Stefan Hrastinski in Educause Quarterly (number 4, 2008) discusses the importance of these two different learning modes and the fact that each supports different purposes. The following two tables are from his study:
In a forum discussion with some other colleagues while we were doing an e-moderation course with the British Council in August 2014, we came to the following conclusions:
What are the available tools?
Synchronous online sessions at different stages of a course can be done for various reasons using various tools. These tools can be as basic as instant messaging services and real-time fast e-mails and can get as complicated as Second Life interactive sessions depending on the technical feasibilities. Out of the very long list of all these tools and services, video and web conferencing seem to be the most practical ones that all online educators are interested in.
Video conferencing is simply a video session in which all participants can see each other and has almost all features of an in-person session except that of ‘direct physical cues’, while web conferencing usually refers to more interactive sessions and platforms where the participant can take part in polls, chats and break-out sessions. They can also share files, screens and presentations and even an interactive Q&A session can be added to the end.
Video conferencing tools are easy to use. They are the ones we use everyday to talk to our family and friends on the other side of the planet! I am taking about apps like Skype, Apple’s Facetime, Oovoo, etc.
The tools to conduct web conferencing sessions are numerous but the following list shows the ones I have worked with. They have provided me with the best options and features I needed for an online synchronous meeting:
- Adobe Connect: The most popular and comprehensive platform but hard to work with in slow internet areas. It also has a smartphone app. which makes it much easier to attend online sessions on a tablet or a mobile phone but some functions won’t be easy to work with while on the go!
- Blackboard: Formerly known as Elluminate Live provides similar services and is as pricey as Adobe Connect. Cambridge English Teachers use this platform for their webinars. Blackboard, too, has a smart-device app.
- WebEx: A professional Cisco product with all the features the above two have.
- Saba: This seems to be the most well-known platform after Adobe Connect. Pearson Education use this platform for their webinars. I haven’t noticed any differences between this and adobe connect except that it might be able to work better in some countries with Bandwidth problems and it is a bit less expensive than the previous choices.
- Samba: Onsync is the name of their product. Less expensive than Adobe Connect and the Whiteboard section has a lot more features than Adobe Connect. It supports more file types and the video quality is a lot better.
- CUmeeting: This is easier to use as it uses a very basic platform but you still get the same sort of similar services and is even less expensive than the above options!
- BBB: This is a free service! It can be a good alternative to Adobe Connect but you should consider a couple of issues:
- Their platform is flash-based and unlike the other alternatives mentioned earlier, Big Blue Button doesn’t have a mobile application so participants have to use their computers.
- The service has to be set up on your own server (the main reason it is free because you will have to pay for a server if you haven’t got one already.)

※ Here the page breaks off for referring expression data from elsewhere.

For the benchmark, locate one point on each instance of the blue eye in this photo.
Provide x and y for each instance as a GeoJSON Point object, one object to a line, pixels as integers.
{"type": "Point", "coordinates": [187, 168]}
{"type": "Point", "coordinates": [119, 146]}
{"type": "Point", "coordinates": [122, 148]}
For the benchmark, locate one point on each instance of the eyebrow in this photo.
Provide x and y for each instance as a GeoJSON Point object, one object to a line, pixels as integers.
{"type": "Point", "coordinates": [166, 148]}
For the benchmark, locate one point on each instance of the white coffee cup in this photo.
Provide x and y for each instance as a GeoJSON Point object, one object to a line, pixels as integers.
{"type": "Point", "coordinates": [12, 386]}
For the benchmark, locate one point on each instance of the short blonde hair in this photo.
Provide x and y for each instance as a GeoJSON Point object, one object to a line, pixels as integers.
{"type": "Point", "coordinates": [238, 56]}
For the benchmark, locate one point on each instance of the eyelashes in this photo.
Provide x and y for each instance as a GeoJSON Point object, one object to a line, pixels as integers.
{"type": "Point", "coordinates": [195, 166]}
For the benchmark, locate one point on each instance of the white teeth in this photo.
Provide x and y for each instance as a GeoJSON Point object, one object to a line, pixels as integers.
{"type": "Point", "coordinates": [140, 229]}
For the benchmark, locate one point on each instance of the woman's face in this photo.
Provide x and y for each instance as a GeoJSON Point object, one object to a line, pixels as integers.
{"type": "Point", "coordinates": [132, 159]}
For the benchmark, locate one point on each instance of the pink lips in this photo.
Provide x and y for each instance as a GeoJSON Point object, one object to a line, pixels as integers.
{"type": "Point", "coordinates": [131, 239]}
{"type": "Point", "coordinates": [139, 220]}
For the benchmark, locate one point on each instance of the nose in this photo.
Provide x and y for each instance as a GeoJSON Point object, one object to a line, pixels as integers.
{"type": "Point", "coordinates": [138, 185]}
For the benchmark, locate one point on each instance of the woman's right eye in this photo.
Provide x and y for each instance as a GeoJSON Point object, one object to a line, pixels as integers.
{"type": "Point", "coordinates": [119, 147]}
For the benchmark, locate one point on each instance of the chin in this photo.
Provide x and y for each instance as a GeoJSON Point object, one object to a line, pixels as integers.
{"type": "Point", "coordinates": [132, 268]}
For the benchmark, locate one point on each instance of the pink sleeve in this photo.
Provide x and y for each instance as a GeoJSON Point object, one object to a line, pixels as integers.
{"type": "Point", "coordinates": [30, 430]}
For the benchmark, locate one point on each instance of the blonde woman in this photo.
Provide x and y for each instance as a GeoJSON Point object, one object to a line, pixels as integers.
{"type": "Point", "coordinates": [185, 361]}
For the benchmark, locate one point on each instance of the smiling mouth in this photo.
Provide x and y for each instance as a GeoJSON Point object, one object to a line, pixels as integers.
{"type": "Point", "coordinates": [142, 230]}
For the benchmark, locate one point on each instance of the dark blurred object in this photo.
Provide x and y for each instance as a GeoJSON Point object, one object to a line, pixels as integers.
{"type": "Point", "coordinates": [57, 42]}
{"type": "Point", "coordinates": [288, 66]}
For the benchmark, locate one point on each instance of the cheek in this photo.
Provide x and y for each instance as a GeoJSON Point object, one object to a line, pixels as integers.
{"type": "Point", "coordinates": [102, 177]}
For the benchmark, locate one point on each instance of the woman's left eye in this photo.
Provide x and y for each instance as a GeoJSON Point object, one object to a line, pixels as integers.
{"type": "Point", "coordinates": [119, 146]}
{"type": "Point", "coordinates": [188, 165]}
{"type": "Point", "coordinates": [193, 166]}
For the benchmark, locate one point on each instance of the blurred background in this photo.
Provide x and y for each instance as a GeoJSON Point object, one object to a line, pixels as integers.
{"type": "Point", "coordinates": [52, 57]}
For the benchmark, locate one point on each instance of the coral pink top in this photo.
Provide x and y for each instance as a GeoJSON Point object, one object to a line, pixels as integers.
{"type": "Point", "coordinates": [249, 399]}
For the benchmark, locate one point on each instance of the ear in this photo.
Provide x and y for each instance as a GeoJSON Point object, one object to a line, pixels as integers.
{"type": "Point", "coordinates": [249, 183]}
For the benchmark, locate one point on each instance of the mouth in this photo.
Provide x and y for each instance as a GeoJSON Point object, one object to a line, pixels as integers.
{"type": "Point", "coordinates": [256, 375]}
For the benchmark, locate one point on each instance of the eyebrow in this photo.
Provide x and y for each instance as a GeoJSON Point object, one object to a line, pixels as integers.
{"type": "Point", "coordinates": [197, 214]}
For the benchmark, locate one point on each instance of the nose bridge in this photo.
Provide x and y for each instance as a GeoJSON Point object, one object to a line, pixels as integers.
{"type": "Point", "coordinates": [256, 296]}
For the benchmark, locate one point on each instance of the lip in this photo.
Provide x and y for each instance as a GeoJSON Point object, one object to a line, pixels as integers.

- They don’t provide a ‘recording’ option so you can’t watch the webinar again later. However, there are several solutions for this specific issue and the most popular one is Camtasia.
- On24: It has a free section which can be easily used if you are not worried about certain features. It doesn’t have a smart-device app but works well on tablets. Some features like polls and questionnaires might not work properly on mobile devices.
But if you are looking for something we are all familiar with, Google has one of the best choices:
I have discussed the benefits of Google Hang-outs in a separate blog post where a PDF tutorial and some screenshots can be found on conducting live Hangout sessions where the world can see you on Youtube. Probably the interactive Q&A feature of Google Hangout is the one a lot of online educators are interested in:
Any innovative new platforms?
There are new platforms which might make these online meetings simpler for smaller groups. I will be updating this list as I learn more about these new platforms:
As the image says, it is free for up to 8 people and no one needs to log in! You simply create the room and share the link with those you want to talk to! If you really need to have that room and use it in the future, you can register it on the system. It has an iOS app and works fine on Chrome, Opera and Firefox.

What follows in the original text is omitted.